Não sou anti-judeu. mas coraria de vergonha se escrevesse contra o meu pensamento que não há problema judeu, ou que o problema não é senão um problema religioso. Há uma raça judia, o que se reconhece logo por meio de sinais físicos evidentes. Se há uma raça judia, há uma sensibilidade judia, um pensamento judeu, um sentido judeu da vida, da morte, da sabedoria, e da felicidade. Que esses traços comuns sociais ou mentais sejam mais ou menos pronunciados, de acordo estou, de boa-vontade. Eles existem, eis o que afirmo, e em afirmando sua existência não os condeno nem os desprezo. Há os que se dão mal com a minha própria sensibilidade, mas nem por isto deixam de pertencer ao patrimônio comum da Humanidade, mantendo no mundo a tradição e o espírito da mais antiga civilização espiritual da História. Do que precede concluirão os Imbecis que sou racista. Não faz mal! Não sou absolutamente racista pelo fato de afirmar que há raças. O racismo condenado pela igreja é a heresia que pretende distinguir entre as raças superiores por essência e as raças inferiores destinadas a servir às primeiras, ou a ser exterminadas por elas. Este racismo ou nazismo alemão, ou Ku-Klux-Kan americano, nunca foi, para um francês, senão uma monstruosidade nojenta.
Não há raça francesa. A França é uma nação, isto é, uma obra humana, uma criação do homem: o nosso povo, tal como o povo brasileiro, é composto de tantos elementos diversos como um poema, ou uma sinfonia. Mas, há uma raça judia. Um judeu francês, incorporado ao nosso povo desde muitas gerações, conservar-se-á, sem duvida, racista já que toda a sua tradição moral ou religiosa é fundada sobre o racismo, mas esse racismo se humanizou pouco e pouco: o judeu francês tornou-se um francês judeu, e as suas virtudes hereditárias. como as nossas, estão doravante ao serviço da Nação. Escrevi a propósito do sr. Carpeaux, que o gênio judeu é um gênio de contradição, de recusa. Honra a quem se recusa à negação, honra a quem diz "Não!" a servidão, à vergonha, ao Kolaboração. Assim a França, quase sempre, cumpriu para com os judeus, saídos dos imensos, dos inesgotáveis, reservatórios judaico da Europa Central e Oriente para entrar na nossa vida nacional, sua missão de assimiladora, de reconciliadora, de iniciadora.
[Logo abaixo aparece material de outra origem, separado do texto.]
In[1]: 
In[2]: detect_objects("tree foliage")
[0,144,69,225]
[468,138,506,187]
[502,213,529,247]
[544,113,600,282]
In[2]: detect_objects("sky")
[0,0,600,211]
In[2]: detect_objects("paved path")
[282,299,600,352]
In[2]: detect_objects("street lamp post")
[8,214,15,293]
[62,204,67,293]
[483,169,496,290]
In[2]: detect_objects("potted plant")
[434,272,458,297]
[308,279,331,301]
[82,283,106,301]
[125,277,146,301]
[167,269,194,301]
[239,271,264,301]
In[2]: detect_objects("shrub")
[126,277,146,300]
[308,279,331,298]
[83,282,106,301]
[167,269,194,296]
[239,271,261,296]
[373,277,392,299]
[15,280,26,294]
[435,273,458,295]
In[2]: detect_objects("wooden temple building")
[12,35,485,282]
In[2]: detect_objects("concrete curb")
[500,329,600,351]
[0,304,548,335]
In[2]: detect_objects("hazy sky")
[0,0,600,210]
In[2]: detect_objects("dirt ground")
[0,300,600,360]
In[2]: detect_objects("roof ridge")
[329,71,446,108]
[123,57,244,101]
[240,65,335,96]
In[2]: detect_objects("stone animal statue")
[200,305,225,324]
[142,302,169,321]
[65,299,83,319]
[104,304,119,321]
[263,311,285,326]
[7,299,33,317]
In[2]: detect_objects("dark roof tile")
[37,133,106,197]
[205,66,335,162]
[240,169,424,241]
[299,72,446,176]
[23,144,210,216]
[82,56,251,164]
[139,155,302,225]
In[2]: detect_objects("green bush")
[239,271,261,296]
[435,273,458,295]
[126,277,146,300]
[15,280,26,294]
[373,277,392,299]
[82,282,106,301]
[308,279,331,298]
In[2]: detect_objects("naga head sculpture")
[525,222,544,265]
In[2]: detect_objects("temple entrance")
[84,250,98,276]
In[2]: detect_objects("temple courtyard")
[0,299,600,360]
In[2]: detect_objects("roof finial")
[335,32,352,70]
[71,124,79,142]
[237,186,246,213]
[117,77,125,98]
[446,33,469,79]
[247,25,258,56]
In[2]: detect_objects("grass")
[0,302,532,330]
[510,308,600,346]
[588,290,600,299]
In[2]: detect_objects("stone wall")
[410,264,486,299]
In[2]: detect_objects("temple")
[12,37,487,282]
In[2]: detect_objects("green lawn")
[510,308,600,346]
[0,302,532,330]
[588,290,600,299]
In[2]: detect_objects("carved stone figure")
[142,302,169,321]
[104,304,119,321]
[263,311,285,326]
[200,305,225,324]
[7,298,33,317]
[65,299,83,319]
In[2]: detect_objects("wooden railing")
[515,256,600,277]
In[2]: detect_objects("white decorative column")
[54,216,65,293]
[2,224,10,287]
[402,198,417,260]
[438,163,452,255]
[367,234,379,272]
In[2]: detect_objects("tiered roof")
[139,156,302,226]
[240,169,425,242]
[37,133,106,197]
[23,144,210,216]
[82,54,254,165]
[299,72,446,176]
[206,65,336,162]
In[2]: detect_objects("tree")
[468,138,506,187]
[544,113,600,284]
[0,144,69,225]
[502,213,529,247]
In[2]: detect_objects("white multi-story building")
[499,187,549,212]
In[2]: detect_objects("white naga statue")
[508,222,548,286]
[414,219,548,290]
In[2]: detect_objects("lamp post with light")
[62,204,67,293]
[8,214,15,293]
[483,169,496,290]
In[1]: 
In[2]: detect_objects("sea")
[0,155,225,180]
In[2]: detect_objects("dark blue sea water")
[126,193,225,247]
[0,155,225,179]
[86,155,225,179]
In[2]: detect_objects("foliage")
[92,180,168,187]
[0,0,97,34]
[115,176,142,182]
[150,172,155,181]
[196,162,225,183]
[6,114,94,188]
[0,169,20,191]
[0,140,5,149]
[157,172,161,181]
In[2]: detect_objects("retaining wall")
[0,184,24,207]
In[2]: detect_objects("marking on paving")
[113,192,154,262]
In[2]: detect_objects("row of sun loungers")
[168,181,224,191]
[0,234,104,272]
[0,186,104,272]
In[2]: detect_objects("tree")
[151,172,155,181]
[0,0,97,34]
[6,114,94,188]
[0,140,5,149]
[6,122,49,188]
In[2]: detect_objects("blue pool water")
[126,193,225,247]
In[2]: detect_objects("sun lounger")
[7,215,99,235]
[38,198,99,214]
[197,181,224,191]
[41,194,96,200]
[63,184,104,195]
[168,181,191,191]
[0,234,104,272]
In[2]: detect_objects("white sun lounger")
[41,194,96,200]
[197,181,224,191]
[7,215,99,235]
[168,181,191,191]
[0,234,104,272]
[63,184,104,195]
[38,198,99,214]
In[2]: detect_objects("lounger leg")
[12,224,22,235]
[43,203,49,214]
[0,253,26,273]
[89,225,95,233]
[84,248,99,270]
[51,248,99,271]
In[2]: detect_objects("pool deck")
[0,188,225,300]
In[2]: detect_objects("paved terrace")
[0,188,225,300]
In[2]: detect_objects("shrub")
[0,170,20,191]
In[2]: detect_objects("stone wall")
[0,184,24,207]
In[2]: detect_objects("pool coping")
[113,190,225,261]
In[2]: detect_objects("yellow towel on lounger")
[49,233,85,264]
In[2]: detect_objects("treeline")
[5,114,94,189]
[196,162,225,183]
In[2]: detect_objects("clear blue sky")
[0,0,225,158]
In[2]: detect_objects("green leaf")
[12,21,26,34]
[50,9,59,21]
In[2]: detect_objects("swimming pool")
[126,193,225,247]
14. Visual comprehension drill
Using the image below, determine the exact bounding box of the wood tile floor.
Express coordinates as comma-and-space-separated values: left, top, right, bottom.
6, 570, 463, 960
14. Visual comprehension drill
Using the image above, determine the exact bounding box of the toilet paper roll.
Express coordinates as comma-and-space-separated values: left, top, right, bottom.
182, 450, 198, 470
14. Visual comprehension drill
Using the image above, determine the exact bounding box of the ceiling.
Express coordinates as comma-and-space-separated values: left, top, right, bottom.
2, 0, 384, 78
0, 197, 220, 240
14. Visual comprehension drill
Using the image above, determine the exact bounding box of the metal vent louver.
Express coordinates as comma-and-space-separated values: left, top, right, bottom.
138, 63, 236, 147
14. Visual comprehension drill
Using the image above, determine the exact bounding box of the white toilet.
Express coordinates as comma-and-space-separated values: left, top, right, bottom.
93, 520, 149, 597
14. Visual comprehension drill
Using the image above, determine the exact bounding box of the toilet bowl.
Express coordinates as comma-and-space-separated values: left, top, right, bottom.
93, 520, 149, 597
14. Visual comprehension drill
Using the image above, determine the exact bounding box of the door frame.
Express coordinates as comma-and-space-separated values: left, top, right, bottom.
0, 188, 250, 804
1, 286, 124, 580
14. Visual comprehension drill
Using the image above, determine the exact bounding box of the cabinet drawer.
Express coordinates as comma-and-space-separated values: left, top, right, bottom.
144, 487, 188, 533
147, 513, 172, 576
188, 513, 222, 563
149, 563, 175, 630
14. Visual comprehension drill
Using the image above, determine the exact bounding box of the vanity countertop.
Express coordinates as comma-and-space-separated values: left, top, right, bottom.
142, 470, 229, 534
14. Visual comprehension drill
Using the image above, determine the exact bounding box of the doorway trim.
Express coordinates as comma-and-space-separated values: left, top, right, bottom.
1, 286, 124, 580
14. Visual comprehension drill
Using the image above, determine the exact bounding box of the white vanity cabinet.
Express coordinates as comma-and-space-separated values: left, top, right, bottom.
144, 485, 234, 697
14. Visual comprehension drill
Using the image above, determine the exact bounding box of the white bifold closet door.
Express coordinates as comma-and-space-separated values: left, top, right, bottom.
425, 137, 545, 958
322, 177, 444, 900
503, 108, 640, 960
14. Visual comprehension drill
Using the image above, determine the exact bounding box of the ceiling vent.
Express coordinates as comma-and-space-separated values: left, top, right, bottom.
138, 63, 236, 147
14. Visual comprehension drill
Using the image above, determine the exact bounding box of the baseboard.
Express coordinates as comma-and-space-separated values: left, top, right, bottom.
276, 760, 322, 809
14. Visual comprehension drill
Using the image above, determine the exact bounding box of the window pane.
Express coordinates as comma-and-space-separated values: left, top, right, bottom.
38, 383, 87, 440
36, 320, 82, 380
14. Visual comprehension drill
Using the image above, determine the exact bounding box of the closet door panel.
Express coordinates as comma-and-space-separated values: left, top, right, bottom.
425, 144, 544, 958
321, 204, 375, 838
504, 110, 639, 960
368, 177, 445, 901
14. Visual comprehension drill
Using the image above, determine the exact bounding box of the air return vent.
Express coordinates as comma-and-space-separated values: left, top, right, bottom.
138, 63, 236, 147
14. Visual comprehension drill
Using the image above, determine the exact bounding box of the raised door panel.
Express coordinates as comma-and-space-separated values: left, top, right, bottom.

Será o mesmo com a Alemanha? A ideia racista, desgraçadamente, falseou sempre a consciência alemã. Esse racismo é um racismo de agressão de conquista. O racismo judaico tem um caráter intelectual e religioso muito mais sutil, mais matizado, mais “nuance”, sorte que raramente têm ocasião de opor-se ao primeiro, fornecendo-lhe meios de expressão, filosóficos ou poéticos. Enquanto uma crise como a atual não lança os dois povos um contra o outro, a alma alemã e a alma judia comungam no mesmo orgulho, no mesmo dilacerante complexo de inferioridade, na mesma amargura, isso porque uma raça superior, uma raça eleita tem, necessariamente, o sentimento da sua solidão entre as nações: ela se crê odiada e invejada por todos. Quando escrevi que o gênio judeu tem profundamente afinidade com o gênio alemão, queria dizer em primeiro lugar que o meio alemão, longe de temperar certos caracteres, peculiares à raça judia, os entretém e os exaspera.
Considerações são estas, convenho, um pouco pretensiosas para um simples artigo de jornal. Acredito que nada têm que possa ofender aqueles de meus compatriotas judeus que se puseram ao serviço da França, e que a França jamais pensará em renegá-los.